An alloy of tin is 15% tin and weighs 20 pounds. A second alloy is 10% tin. How much (to the nearest tenth lb.) of the second alloy must be added to the first alloy to get a 12% mixture.
? pounds
4 Answers
- 1 decade agoFavorite Answer
Setup you equation like this, where B is the weight of the second alloy.

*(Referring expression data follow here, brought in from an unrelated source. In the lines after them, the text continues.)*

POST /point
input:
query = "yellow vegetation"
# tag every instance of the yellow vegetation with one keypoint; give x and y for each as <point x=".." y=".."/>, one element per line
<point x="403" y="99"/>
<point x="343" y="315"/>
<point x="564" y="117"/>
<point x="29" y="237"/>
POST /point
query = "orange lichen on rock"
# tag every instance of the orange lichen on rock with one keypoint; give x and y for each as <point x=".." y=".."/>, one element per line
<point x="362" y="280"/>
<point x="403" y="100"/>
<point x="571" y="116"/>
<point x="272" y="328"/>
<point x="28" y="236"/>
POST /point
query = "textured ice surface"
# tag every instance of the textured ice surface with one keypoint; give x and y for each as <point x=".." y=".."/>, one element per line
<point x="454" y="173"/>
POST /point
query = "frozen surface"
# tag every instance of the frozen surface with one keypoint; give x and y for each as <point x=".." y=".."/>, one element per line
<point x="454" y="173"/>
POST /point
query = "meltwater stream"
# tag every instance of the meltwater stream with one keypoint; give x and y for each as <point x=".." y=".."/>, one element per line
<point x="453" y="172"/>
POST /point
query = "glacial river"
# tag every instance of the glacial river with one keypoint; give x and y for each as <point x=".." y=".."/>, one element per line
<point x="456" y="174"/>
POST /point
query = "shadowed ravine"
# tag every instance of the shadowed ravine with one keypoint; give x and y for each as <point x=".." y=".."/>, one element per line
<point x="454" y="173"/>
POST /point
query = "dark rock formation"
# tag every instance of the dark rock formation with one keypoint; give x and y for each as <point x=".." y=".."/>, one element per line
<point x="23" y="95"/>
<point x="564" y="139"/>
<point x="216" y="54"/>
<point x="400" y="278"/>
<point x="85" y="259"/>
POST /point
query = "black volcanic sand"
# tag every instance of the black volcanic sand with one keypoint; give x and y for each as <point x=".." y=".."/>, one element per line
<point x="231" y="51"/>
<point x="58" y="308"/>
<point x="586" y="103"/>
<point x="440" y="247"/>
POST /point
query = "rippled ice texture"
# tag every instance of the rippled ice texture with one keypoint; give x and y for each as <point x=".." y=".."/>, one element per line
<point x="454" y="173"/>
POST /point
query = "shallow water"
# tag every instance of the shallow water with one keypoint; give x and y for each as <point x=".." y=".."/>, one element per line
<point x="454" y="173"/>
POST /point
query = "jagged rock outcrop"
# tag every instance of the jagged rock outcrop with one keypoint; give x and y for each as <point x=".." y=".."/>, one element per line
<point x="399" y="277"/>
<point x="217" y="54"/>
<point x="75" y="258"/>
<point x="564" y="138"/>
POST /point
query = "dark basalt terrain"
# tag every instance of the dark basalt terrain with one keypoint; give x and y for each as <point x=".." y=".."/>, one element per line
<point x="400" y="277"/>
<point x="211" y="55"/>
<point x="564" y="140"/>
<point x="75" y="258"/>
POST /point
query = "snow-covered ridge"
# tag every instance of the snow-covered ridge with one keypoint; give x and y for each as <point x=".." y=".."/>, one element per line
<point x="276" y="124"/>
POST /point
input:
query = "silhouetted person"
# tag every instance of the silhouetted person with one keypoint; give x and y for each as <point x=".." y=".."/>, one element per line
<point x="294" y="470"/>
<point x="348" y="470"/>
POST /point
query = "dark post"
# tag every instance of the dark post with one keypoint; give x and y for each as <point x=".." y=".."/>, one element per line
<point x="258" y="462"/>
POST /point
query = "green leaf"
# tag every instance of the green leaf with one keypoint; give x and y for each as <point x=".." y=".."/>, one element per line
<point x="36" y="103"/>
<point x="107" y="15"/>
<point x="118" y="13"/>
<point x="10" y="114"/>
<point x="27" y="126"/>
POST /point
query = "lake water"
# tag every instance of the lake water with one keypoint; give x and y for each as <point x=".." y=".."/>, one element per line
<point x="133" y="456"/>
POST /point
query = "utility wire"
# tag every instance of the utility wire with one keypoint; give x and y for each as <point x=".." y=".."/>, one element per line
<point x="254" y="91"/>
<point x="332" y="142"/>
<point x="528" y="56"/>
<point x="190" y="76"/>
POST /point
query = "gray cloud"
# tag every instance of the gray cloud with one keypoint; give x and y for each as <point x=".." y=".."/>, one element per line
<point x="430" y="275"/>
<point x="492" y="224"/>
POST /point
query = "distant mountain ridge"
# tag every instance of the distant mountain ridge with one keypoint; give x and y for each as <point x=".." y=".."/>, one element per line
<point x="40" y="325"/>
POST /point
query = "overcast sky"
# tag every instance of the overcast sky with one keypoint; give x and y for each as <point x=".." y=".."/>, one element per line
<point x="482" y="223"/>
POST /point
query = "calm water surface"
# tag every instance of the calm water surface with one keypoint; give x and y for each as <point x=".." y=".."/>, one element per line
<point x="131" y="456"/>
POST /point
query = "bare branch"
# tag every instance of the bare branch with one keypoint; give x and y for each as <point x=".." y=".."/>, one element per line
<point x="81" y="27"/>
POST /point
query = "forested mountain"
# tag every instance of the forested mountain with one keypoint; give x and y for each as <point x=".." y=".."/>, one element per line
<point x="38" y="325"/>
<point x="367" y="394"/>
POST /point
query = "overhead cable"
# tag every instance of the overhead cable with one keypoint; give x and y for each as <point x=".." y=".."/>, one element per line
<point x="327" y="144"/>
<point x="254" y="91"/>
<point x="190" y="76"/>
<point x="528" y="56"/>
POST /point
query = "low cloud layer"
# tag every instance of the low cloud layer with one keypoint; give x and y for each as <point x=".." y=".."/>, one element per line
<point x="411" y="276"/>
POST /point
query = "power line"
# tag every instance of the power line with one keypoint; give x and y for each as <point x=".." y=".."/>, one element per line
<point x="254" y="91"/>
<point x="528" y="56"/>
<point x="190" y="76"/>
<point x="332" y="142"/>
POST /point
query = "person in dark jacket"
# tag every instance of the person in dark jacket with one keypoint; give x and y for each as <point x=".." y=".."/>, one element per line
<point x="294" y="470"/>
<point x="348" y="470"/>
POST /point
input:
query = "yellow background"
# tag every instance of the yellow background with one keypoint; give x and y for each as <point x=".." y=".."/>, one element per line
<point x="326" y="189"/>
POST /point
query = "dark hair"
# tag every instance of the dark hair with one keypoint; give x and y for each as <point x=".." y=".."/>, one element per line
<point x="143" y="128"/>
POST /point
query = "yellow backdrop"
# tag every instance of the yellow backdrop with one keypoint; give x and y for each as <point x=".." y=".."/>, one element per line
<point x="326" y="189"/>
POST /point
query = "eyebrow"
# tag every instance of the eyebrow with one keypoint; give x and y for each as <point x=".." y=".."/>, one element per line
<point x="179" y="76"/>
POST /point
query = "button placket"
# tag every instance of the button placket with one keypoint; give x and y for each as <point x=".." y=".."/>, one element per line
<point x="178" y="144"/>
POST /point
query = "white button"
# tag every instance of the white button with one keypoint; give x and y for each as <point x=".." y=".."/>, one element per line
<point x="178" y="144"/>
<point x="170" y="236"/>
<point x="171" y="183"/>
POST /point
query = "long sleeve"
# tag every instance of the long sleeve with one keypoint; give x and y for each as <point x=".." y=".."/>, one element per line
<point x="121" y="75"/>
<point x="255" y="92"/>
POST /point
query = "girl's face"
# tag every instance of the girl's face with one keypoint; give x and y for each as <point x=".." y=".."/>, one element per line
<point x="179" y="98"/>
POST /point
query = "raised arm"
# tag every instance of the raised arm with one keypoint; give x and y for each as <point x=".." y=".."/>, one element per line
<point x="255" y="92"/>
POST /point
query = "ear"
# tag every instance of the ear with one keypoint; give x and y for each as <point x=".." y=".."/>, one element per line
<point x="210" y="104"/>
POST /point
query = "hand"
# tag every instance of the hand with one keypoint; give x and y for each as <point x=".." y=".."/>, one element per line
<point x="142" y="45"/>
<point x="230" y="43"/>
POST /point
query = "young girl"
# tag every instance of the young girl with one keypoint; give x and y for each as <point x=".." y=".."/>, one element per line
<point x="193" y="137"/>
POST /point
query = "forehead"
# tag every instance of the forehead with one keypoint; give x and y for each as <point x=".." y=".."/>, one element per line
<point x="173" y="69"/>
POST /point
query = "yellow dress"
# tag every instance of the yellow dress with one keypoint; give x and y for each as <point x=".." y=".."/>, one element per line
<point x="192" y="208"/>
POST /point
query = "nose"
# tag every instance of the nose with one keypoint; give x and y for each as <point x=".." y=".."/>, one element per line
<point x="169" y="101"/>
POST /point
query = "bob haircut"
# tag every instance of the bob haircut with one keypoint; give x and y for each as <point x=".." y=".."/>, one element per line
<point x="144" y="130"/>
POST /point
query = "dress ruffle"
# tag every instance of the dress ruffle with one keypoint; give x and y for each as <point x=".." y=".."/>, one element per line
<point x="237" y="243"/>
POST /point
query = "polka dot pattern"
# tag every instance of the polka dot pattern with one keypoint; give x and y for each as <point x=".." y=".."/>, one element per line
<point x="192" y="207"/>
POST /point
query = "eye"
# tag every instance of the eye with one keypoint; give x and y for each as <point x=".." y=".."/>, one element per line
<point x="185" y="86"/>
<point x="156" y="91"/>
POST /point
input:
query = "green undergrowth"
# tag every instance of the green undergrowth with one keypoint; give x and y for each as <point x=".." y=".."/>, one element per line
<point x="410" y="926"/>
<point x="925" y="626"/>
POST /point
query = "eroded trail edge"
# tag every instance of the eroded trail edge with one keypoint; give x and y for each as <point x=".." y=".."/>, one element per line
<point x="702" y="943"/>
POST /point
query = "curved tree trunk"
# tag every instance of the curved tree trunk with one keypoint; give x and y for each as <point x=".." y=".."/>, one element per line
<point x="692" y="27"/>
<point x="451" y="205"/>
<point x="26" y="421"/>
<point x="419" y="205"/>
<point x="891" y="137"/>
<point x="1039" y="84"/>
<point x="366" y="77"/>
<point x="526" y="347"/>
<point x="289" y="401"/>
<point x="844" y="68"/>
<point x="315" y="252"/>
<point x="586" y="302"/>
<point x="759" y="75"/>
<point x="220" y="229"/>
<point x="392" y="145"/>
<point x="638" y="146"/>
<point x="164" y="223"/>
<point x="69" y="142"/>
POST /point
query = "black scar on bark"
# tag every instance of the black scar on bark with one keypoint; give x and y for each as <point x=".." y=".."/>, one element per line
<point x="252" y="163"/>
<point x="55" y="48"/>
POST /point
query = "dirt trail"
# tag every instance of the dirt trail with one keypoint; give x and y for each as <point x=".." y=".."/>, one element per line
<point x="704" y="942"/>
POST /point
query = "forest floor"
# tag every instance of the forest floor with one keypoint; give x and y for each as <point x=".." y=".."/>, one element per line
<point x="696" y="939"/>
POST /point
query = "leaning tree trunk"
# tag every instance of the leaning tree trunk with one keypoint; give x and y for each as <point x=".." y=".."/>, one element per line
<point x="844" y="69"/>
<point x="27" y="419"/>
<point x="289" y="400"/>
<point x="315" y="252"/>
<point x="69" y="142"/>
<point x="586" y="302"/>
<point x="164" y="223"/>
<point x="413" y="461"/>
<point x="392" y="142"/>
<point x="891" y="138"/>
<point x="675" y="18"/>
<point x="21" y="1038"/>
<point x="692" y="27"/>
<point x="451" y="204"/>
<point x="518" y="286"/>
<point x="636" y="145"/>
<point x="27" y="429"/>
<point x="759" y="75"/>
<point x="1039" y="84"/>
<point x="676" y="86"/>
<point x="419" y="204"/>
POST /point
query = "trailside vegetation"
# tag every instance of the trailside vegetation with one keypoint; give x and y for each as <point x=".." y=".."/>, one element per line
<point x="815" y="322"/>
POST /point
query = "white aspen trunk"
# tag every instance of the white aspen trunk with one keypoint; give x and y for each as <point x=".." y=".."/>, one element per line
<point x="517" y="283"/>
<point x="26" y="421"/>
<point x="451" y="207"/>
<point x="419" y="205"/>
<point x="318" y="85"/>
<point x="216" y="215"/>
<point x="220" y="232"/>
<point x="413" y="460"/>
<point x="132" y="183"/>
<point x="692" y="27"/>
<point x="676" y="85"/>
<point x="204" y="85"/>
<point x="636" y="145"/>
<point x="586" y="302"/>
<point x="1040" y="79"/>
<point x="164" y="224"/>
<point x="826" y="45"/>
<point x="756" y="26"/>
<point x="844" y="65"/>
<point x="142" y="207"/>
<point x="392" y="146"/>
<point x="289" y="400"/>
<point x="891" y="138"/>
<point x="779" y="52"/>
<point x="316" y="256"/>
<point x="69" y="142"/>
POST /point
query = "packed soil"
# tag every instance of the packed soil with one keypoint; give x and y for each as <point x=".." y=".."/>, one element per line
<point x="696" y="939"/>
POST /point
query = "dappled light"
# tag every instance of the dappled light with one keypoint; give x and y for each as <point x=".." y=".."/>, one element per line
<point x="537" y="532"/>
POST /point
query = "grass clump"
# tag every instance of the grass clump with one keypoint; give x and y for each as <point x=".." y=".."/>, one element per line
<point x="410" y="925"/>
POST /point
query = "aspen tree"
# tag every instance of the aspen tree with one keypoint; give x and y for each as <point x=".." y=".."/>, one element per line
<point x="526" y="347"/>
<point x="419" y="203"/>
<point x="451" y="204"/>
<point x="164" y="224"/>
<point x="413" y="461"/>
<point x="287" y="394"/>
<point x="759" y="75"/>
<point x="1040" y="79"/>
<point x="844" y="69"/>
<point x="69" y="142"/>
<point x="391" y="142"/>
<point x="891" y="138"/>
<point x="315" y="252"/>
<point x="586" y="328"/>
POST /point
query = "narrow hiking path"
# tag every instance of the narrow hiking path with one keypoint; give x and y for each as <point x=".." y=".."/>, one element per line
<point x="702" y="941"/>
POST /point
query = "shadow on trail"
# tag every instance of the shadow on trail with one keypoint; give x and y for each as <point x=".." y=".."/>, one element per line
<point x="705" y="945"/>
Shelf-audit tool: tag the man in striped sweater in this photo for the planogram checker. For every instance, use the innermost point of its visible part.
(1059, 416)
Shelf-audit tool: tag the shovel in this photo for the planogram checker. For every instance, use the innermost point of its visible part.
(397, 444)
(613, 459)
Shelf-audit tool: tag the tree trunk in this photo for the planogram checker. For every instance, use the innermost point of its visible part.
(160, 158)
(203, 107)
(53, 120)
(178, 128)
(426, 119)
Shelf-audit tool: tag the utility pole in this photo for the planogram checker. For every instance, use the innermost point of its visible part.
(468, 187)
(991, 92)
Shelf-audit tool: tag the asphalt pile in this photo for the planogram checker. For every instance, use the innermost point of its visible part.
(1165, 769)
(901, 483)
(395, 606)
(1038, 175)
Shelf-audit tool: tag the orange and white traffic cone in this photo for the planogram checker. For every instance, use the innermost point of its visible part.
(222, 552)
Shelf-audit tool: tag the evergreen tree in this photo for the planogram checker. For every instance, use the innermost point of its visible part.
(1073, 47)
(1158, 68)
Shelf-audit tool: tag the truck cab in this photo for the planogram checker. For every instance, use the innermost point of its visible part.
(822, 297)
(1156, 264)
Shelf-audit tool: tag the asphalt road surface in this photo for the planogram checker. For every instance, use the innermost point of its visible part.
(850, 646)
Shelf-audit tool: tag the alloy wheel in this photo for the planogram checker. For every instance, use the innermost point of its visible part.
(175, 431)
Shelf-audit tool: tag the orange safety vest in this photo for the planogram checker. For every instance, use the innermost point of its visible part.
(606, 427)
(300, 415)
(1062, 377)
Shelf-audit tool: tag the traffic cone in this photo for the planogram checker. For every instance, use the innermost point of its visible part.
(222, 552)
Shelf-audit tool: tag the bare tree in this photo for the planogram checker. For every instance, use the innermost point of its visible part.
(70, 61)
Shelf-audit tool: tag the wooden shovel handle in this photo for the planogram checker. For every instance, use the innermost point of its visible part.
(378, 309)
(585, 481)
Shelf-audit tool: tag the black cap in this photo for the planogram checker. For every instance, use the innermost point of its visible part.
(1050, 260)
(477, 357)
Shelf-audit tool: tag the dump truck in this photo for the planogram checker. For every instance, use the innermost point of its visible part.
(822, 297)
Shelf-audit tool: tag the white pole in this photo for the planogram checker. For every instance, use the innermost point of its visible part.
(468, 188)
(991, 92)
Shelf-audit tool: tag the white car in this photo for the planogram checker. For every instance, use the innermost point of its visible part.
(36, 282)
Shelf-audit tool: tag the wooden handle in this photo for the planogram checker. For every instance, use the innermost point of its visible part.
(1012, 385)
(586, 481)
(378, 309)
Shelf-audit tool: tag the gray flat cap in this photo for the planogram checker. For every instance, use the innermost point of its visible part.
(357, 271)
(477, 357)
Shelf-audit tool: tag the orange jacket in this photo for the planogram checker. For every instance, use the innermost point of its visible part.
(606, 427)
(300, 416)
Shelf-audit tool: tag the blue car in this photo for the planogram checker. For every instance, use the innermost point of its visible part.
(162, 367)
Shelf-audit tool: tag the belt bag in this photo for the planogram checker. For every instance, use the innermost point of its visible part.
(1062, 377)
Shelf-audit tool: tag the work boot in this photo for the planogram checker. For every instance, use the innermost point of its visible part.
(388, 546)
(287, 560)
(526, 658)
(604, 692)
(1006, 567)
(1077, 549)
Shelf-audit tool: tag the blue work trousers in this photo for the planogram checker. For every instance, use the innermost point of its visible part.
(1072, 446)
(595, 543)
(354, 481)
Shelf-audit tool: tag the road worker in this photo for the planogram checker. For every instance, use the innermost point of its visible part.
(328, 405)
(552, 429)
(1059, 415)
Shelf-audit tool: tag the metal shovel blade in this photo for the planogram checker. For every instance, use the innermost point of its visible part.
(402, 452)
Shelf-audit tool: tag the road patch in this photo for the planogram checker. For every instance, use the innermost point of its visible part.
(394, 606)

Your total amount of tin stays constant so you setup the left side of the equation as the amount of tin before the alloys are combined, the right side is the amount of tin afterwards:
0.15(20)+0.10(B)=0.12(20+B)
That was the hard part, now it's just a standard 1 variable equation to solve:
reduce the equation:
3 +.1B = 2.4 +.12B
combine like terms:
0.6 = .02B
solve for B:
B = 30.0 lb
- Colin SLv 41 decade ago
.15 * 20 + .10 *x = .12 * (20 + x)
basically, you have to set it up such that the total tin content is the same from what you're mixing (20 lbs of .15 tin and x pounds of .10 tin) to what you're making (20 plus x pounds of .12 tin)
3 + .1 x = .12 x + 2.4
.6 = .02 x
x = 30 lbs
Source(s): Infinite number of solutions? are you high? - Jerome JLv 71 decade ago
Let x = No. of lbs of 2nd alloy to add
Total weight after mixture = x + 20
Form equation of tin
(0.12)(x+20) = (0.15)(20) + (0.10)x
0.12x + 2.4 = 3 + 0.10x
0.12x - 0.10x = 3.0 - 2.4
0.02x = 0.6
x = 0.6 / 0.02 = 30 lbs of 2nd alloy
- PakyuolLv 71 decade ago
working equation: 0.15x + 0.10y = 0.12(x + y)
You have an infinite # of solutions.